Guide To Operational Auditing: Definition, Process, Advantages and Disadvantages

Operational audit is a systematic review of effectiveness, efficiency and economy of operation. Operational audit is a future-oriented, systematic, and independent evaluation of organizational activities.

In Operational audit financial data may be used, but the primary sources of evidence are the operational policies and achievements related to organizational objectives.[1] Operational audit is a more comprehensive form of an Internal audit.

The Institute of Internal Auditor (IIA) defines Operational Audit as a systematic process of evaluating an organizations effectiveness, efficiency and economy of operations under managements control and reporting to appropriate persons the results of the evaluation along with recommendations for improvement; see aside.

Introduction to Operations Audit (Morning Class)

What is the operational auditing process?

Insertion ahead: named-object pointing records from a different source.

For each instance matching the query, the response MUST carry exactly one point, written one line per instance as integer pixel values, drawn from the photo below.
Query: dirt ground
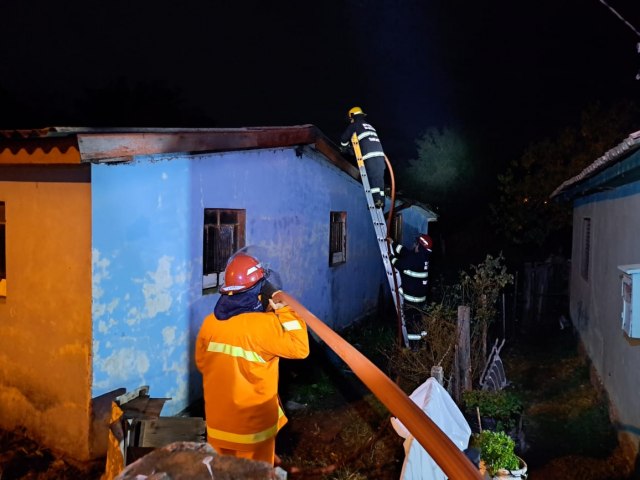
(338, 430)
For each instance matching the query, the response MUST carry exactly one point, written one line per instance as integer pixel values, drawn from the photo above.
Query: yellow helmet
(355, 111)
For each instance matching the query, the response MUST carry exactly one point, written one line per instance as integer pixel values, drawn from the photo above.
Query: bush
(504, 406)
(496, 451)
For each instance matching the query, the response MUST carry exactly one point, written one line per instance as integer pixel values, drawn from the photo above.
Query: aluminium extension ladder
(380, 226)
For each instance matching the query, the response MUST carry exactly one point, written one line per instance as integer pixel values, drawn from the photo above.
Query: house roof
(592, 178)
(77, 145)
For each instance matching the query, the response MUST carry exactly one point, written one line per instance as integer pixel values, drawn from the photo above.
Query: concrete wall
(596, 303)
(45, 320)
(148, 218)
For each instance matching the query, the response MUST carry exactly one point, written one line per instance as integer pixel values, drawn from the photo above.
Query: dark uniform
(372, 154)
(414, 273)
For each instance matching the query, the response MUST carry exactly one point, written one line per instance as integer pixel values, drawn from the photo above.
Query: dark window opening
(396, 229)
(586, 248)
(338, 238)
(224, 234)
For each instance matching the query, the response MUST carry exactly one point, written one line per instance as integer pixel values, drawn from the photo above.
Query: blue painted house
(113, 244)
(605, 275)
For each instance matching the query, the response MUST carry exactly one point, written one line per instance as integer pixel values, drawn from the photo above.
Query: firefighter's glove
(276, 305)
(267, 291)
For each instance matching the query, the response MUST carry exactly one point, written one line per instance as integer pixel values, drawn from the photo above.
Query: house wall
(45, 319)
(148, 302)
(596, 303)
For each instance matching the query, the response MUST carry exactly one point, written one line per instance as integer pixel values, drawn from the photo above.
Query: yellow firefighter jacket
(238, 359)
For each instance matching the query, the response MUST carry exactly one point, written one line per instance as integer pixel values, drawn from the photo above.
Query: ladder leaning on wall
(380, 226)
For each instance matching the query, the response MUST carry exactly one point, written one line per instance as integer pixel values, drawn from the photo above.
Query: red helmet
(243, 272)
(425, 242)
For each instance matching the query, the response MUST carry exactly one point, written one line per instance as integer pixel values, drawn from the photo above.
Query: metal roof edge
(612, 156)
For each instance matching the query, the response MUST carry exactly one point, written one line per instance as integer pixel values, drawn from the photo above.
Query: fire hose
(437, 444)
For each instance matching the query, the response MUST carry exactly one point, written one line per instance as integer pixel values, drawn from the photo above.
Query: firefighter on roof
(372, 152)
(237, 351)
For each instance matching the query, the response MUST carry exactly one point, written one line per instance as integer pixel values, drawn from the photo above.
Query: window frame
(396, 228)
(232, 222)
(585, 259)
(337, 238)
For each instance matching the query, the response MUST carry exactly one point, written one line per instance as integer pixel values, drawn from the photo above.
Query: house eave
(610, 170)
(106, 145)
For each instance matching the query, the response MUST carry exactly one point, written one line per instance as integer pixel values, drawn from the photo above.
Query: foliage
(524, 214)
(481, 289)
(443, 168)
(504, 406)
(413, 366)
(496, 450)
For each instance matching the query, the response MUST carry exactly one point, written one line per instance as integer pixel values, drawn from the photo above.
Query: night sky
(507, 72)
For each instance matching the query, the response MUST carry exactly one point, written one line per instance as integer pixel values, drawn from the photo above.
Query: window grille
(338, 238)
(224, 234)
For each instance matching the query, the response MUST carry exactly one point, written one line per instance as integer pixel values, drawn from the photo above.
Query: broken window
(338, 238)
(223, 235)
(586, 248)
(3, 253)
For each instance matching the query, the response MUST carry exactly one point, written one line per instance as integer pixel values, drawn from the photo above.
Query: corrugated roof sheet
(121, 144)
(628, 145)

The typical operational audit process involves the following steps:

Determine the auditor

Typically, a company conducts an operational audit internally. They may have an internal auditor or audit team whose job is to manage internal or operational audits. However, some companies may not have an internal audit team or an internal auditor with the necessary knowledge or experience needed, so they may hire an external specialist to conduct the audit.

Plan the audit process

The auditor meets with relevant managers to discuss and plan their audit method. During this discussion, the auditor gains an understanding of the business and any potential concerns. They can then identify areas that may require process improvements, providing challenges for them to focus on during the audit. Through this conversation, the auditor also establishes the scope and timeline of the audit.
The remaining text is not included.